The McGuinty government must end its support for for-profit companies to build and operate new hospitals, says Michael Hurley, President of the Ontario Council of Hospital Unions (OCHU), a council of the Canadian Union of Public Employees (CUPE). Nobody but the private consortia wins in a P3 boondoggle.
The finding about support services is contained in the Ontario Auditor General’s 2008 annual report, which also found that the cost to build the Brampton hospital increased the total costs by at least $194 million extra (in 2003 dollars). This does not include another $107 million in higher P3 financing costs.
Many non-clinical services were privatized in the Brampton P3, including laundry, housekeeping, portering, patient and non-patient food services, materials management, security, plant operations, and maintenance. The AG’s report indicated that the cost for the hospital to supply non-clinical services was overstated by the Hospital in its value for money comparison by $245 million (in 2003 dollars).

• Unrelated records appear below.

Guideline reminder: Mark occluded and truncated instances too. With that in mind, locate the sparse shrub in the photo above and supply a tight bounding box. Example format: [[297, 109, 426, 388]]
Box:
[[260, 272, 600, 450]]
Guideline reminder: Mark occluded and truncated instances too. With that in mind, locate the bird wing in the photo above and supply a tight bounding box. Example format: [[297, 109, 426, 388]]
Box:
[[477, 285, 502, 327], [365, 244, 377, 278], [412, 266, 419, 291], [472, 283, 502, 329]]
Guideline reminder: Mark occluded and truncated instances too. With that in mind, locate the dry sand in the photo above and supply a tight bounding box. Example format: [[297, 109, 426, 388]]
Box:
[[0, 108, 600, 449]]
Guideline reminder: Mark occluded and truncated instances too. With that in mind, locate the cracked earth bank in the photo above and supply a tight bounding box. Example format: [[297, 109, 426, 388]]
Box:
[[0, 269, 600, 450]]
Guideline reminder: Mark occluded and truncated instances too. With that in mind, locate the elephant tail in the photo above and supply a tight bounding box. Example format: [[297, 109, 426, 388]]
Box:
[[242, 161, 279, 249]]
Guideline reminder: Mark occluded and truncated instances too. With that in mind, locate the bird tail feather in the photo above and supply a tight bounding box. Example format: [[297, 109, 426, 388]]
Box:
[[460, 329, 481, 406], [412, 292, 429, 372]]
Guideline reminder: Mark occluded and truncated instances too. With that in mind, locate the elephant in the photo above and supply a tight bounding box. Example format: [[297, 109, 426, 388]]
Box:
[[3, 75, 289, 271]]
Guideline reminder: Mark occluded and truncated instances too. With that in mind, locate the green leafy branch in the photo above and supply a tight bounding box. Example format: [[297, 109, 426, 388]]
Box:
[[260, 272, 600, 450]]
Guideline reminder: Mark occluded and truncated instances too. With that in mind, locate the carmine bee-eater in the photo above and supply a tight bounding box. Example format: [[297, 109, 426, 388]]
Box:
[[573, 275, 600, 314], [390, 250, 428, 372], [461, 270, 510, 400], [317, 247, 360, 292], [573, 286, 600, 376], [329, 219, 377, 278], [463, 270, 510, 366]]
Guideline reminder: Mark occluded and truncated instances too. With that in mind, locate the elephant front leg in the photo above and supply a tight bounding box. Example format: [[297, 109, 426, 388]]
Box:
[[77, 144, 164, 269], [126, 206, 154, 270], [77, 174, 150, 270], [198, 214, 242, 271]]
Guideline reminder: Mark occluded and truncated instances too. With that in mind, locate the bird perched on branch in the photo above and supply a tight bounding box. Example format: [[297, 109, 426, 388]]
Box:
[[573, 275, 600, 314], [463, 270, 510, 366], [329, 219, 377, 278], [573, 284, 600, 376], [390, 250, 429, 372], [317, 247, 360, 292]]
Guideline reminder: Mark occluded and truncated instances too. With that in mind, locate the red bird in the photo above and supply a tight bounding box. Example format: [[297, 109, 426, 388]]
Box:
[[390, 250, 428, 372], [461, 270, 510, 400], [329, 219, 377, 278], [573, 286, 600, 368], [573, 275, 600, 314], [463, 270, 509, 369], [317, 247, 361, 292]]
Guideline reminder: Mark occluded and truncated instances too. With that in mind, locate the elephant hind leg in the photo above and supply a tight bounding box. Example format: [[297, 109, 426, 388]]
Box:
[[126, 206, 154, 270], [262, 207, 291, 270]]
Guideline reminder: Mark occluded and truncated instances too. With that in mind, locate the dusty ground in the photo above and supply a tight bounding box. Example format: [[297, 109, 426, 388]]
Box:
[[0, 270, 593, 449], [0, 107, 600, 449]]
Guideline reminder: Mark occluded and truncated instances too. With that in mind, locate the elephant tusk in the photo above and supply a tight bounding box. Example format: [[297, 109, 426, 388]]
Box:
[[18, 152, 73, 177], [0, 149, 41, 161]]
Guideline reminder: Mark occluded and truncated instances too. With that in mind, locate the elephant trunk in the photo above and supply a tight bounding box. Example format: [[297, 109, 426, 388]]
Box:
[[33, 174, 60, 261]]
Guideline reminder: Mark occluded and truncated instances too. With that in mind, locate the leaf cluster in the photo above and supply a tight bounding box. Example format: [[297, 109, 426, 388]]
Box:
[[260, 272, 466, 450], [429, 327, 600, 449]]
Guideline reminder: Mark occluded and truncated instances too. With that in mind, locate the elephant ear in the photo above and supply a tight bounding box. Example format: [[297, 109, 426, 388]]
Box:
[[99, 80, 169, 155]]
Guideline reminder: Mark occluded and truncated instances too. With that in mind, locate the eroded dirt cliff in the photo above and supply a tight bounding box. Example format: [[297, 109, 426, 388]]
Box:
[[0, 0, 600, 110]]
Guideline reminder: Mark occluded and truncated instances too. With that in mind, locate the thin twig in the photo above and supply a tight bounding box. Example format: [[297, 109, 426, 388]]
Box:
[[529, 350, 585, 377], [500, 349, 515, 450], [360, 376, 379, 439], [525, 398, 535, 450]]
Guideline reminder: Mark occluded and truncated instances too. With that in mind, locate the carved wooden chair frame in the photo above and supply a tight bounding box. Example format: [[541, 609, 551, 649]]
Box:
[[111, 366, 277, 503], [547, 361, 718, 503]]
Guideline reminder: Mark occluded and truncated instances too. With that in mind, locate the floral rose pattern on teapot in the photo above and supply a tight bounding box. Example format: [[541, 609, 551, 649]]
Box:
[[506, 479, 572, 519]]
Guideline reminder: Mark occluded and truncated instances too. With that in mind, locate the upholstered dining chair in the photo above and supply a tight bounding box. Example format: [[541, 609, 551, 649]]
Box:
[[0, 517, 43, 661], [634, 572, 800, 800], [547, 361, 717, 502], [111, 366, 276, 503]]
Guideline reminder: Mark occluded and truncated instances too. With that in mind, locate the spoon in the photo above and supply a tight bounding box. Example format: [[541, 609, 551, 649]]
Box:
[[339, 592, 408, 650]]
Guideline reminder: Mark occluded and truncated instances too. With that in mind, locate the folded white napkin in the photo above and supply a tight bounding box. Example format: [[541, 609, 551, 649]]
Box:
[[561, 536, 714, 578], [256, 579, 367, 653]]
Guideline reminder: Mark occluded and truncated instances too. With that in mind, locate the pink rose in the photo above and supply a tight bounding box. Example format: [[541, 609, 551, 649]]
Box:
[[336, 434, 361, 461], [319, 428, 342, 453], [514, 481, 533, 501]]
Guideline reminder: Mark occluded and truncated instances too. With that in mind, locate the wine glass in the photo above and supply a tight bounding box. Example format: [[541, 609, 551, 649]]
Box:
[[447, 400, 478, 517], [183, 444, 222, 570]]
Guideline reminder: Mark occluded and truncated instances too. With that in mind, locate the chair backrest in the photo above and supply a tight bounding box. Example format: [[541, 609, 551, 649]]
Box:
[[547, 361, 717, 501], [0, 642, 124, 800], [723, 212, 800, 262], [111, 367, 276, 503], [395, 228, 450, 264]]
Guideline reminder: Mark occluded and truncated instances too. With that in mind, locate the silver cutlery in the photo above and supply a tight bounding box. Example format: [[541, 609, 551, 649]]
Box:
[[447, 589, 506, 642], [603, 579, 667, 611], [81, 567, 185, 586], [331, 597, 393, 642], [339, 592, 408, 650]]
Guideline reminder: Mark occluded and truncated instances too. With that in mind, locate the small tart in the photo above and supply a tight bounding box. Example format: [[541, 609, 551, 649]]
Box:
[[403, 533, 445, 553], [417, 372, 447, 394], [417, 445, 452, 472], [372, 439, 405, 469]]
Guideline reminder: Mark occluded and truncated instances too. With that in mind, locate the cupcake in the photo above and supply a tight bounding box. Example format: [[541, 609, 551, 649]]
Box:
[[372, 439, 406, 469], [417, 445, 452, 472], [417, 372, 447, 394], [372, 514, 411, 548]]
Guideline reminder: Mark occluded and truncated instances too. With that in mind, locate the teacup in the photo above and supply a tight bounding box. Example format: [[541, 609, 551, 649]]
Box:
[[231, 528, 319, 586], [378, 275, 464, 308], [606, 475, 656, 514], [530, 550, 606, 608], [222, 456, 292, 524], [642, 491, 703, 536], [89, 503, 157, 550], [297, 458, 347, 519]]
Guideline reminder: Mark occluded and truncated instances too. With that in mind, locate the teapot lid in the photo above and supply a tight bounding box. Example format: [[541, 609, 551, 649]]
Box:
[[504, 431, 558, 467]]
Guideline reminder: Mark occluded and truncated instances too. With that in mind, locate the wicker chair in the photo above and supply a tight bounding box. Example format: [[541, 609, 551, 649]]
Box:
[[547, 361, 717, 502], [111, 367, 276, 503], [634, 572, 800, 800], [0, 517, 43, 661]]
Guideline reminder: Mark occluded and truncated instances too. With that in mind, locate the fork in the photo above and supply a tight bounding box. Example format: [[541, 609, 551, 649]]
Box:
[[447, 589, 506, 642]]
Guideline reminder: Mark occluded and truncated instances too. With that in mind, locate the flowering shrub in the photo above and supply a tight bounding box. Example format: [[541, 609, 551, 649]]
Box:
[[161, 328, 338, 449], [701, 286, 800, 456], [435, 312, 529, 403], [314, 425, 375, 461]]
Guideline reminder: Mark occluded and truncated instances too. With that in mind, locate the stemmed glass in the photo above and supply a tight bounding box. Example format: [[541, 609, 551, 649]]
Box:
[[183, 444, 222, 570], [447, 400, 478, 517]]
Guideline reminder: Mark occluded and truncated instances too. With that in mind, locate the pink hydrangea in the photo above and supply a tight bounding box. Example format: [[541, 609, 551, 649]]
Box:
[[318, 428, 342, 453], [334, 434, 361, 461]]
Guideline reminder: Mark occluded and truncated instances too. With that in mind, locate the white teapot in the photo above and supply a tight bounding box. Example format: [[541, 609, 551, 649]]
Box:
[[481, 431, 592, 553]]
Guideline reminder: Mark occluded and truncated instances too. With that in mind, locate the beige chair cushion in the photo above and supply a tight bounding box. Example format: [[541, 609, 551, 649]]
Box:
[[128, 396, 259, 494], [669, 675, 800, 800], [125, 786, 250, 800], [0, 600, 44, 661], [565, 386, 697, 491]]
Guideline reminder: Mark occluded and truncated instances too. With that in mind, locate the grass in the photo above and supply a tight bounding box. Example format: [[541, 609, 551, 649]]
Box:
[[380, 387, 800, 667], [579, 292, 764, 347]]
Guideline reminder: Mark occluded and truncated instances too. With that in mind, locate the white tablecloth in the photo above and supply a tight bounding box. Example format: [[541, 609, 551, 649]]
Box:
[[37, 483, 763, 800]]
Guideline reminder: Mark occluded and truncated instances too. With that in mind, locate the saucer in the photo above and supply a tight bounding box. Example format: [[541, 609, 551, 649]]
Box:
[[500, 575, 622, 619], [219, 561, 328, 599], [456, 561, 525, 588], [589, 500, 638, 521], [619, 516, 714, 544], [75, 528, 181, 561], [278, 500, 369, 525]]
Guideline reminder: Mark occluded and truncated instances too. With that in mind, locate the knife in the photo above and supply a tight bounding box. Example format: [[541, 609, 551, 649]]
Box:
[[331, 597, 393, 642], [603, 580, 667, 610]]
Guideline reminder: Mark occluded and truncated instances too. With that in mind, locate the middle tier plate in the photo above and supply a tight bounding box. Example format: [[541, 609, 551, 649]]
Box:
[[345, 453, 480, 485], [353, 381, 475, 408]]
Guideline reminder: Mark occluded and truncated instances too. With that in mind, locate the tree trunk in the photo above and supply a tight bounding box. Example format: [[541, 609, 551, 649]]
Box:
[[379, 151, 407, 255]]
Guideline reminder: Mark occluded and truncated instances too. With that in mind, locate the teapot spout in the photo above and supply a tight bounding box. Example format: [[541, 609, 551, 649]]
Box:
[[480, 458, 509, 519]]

As a result, public sector non-clinical costs would have been $58 million less (in 2003 dollars) than the P3 privatized provision of non-clinical services. In addition, for unexplained reasons, the hospital estimated public sector non-clinical costs higher than the average of ten other benchmark hospitals. If the average was applied, public sector costs would have been a further $42 million less.
The Auditor General’s finding validates what critics of P3s have said for years, Hurley says. Contracting out publicly delivered hospital services to for-profit companies hikes up costs and lowers quality. Staff turnover, lower training standards and the need to maintain profit margins make commercialized support services a bad idea for patients and for communities.
After they came to power, the Liberals claimed they had changed the Brampton P3 deal started by the Mike Harris government, but now the AG has shown that the government’s minor changes have fallen far short, Hurley says. The fact is, P3s just aren’t in the public interest they’re not in theory, and they’re not in the real world. This government must drop all P3 projects, now.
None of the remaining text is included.